How CrediNord built a robust and scalable data infrastructure to improve decision-making with Supermetrics for Amazon S3

How CrediNord built a robust and scalable data infrastructure to improve decision-making with Supermetrics for Amazon S3

Key takeaways

  • CrediNord is a leading online business lender in the Nordic countries.
  • Before Supermetrics, their marketing team manually downloaded data from different channels and combined them in multiple reports.
  • Tired of the situation and unable to understand the impact of their marketing activities, CrediNord decided to move to Amazon S3 for storing data and chose Supermetrics as a data pipeline provider.
  • Aided with the help of Supermetrics’s Professional Services team, CrediNord successfully brought cross-channel data to Amazon S3 and finally built an automated dashboard in QlikSense.
  • With Supermetrics, CrediNord can now understand their marketing performance better, make data-driven decisions more efficiently, and have more time improving their performance.

Quick facts

Industry: Financial services

Founded: 2019

Markets: Nordic countries

Products: Supermetrics for Amazon S3

CrediNord is one of the leading online business lenders in the Nordic operating in Finland, Sweden, Denmark, and the Netherlands. The company provides small and medium-sized businesses with fast and flexible business loans online.

Robert Karjalainen works at CrediNord as their Director of Marketing. With his marketing team, Robert is responsible for building brand awareness and bringing in sales across different channels. A big part of his job is analyzing and reporting on the performance of their marketing activities.

Turning data into a competitive advantage

Operating in the financial services industry, especially in the online business loan market, Robert and his team understand that they’re competing against larger organizations with bigger budgets and resources.
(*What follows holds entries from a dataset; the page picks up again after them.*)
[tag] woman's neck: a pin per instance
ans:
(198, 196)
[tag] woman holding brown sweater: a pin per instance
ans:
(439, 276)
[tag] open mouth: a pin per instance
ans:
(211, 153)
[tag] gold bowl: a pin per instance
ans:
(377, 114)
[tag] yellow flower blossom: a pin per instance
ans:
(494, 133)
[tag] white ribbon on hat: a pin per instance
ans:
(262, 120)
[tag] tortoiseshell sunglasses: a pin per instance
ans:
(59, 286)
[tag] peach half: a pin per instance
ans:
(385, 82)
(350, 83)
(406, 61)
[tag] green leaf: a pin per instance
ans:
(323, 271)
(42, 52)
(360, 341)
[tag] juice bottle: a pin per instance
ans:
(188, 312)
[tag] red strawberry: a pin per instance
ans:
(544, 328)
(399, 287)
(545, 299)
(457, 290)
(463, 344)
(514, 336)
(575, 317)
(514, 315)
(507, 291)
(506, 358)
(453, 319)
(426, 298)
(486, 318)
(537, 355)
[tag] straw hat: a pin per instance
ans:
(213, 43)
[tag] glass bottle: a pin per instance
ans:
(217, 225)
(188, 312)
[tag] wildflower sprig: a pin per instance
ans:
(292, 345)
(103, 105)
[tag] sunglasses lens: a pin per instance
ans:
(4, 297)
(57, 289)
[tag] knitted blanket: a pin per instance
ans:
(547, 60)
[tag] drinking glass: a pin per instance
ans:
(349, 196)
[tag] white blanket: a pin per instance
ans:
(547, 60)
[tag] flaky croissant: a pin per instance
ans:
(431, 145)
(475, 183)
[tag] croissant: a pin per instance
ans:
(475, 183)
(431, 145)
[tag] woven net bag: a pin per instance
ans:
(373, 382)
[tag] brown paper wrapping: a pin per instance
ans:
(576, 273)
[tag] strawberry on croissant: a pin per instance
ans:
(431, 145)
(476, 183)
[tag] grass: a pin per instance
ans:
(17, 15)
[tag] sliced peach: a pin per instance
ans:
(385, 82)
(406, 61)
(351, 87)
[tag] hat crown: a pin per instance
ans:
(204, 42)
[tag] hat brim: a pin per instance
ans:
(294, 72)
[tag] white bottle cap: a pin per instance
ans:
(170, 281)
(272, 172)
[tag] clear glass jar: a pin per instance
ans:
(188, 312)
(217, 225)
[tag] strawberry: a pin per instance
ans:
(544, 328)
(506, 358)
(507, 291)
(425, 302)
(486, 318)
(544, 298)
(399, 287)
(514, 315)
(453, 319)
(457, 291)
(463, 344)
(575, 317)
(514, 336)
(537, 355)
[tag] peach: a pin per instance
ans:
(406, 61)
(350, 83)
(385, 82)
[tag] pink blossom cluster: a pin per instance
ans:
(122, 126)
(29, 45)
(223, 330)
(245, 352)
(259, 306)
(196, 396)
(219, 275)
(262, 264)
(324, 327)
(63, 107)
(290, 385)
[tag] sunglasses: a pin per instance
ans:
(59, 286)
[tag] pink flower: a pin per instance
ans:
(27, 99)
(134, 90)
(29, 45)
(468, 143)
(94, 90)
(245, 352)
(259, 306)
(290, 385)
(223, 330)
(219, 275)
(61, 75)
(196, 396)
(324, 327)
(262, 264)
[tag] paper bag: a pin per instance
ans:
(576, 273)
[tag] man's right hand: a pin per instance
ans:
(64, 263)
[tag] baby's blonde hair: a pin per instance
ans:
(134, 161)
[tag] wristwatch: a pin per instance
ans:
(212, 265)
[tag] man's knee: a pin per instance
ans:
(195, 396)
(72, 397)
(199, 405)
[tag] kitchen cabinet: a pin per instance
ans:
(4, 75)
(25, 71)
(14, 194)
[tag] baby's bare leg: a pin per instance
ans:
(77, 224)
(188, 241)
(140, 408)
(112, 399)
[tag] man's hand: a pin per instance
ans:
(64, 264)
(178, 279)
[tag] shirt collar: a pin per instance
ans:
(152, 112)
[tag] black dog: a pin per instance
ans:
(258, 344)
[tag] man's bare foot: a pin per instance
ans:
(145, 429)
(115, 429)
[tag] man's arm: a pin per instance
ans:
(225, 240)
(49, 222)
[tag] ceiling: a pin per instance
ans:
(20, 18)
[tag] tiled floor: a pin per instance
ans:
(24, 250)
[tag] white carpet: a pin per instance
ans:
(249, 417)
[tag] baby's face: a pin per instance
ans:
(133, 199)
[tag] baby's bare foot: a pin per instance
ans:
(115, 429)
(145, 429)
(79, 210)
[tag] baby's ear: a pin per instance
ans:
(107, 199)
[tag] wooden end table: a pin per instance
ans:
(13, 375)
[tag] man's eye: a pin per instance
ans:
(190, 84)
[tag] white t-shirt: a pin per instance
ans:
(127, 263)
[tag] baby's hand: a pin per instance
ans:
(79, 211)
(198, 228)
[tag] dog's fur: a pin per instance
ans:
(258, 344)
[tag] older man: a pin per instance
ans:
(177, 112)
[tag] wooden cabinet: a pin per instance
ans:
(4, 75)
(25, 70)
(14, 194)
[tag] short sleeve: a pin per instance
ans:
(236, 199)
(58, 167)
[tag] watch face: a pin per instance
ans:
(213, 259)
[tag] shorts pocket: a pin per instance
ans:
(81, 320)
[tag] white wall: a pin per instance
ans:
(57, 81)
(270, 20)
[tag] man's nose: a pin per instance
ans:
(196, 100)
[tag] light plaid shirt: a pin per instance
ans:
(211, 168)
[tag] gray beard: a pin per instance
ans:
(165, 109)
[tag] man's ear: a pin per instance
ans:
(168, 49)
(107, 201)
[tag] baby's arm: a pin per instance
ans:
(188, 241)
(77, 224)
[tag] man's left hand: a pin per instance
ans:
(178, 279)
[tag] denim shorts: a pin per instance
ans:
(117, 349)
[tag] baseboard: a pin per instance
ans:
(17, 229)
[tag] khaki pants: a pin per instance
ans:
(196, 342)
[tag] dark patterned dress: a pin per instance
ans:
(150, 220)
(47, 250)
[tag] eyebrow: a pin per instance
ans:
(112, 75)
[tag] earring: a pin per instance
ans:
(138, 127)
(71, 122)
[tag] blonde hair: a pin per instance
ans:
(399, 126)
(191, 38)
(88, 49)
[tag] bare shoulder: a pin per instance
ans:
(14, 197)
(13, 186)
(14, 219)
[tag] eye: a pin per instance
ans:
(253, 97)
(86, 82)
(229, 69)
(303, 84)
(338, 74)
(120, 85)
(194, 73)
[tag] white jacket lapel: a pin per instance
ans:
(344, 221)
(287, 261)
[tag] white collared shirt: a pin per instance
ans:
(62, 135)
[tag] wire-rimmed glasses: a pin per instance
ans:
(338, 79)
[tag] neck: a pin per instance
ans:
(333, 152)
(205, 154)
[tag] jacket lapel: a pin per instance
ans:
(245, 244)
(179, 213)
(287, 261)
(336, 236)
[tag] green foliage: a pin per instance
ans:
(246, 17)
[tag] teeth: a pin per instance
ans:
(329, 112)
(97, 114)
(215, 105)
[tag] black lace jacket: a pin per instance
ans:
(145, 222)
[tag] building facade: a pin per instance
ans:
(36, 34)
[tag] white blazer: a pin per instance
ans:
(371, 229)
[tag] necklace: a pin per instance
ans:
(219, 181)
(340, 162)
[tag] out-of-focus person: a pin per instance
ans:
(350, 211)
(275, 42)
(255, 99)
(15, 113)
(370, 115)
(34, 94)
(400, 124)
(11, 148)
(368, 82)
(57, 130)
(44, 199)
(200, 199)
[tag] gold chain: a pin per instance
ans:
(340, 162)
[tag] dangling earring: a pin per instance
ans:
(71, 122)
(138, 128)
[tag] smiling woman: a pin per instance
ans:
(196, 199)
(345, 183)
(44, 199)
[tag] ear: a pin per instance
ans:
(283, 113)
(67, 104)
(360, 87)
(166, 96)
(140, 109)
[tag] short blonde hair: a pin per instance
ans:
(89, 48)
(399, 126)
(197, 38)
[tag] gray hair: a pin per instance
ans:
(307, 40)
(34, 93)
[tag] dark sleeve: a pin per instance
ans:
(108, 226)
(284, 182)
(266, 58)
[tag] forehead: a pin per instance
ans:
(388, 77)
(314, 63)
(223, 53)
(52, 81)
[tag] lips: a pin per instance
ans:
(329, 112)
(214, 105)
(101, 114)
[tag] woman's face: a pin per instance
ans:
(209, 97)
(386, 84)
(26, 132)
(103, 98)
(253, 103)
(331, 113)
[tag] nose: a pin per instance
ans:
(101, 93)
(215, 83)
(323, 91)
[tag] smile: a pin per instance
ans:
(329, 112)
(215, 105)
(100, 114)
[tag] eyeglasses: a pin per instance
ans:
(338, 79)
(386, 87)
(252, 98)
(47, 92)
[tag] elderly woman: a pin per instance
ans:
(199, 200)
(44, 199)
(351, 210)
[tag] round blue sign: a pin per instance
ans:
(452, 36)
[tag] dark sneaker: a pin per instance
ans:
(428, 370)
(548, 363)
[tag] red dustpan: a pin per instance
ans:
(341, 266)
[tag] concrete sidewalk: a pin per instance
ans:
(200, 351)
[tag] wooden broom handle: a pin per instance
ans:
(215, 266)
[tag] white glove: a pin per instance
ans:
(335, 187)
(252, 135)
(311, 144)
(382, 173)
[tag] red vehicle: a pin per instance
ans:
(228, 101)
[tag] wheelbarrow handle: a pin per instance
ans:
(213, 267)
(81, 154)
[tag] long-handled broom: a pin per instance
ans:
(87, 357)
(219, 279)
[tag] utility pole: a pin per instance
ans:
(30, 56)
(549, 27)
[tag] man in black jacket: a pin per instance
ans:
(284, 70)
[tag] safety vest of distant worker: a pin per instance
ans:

That’s why they decided to make data one of their competitive advantages.

Robert says, “The Nordics’ market for online business loans is a fast-growing segment and big banks are playing in the field. They are well funded and have professionals on board. We realize that we need to make data our secret weapon to win the game. And this starts with improving our marketing reporting.”

He continues, “It was a challenge for us at the beginning. We’re running campaigns on four to five different channels. The data was scattered across platforms. It was difficult to make sense of all that data and see the impact of our marketing operations.”

The team decided to build a data lake in Amazon S3 because they wanted to centralize and gain control over their marketing data. At the same time, they were also looking for a data pipeline that would streamline the data transfer process to Amazon S3.

After carefully weighing up different vendors, they chose Supermetrics. Victor Ström, who took the lead in finding the right vendor, says, “I’ve heard of Supermetrics for years already. Supermetrics is quite well-known in the data analytics category. We took a trial for Amazon S3, and the setup was effortless and straightforward. We also looked at Funnel, but since the Supermetrics integrations worked perfectly well, we didn’t spend much time with the Funnel trial. It was a no-brainer.”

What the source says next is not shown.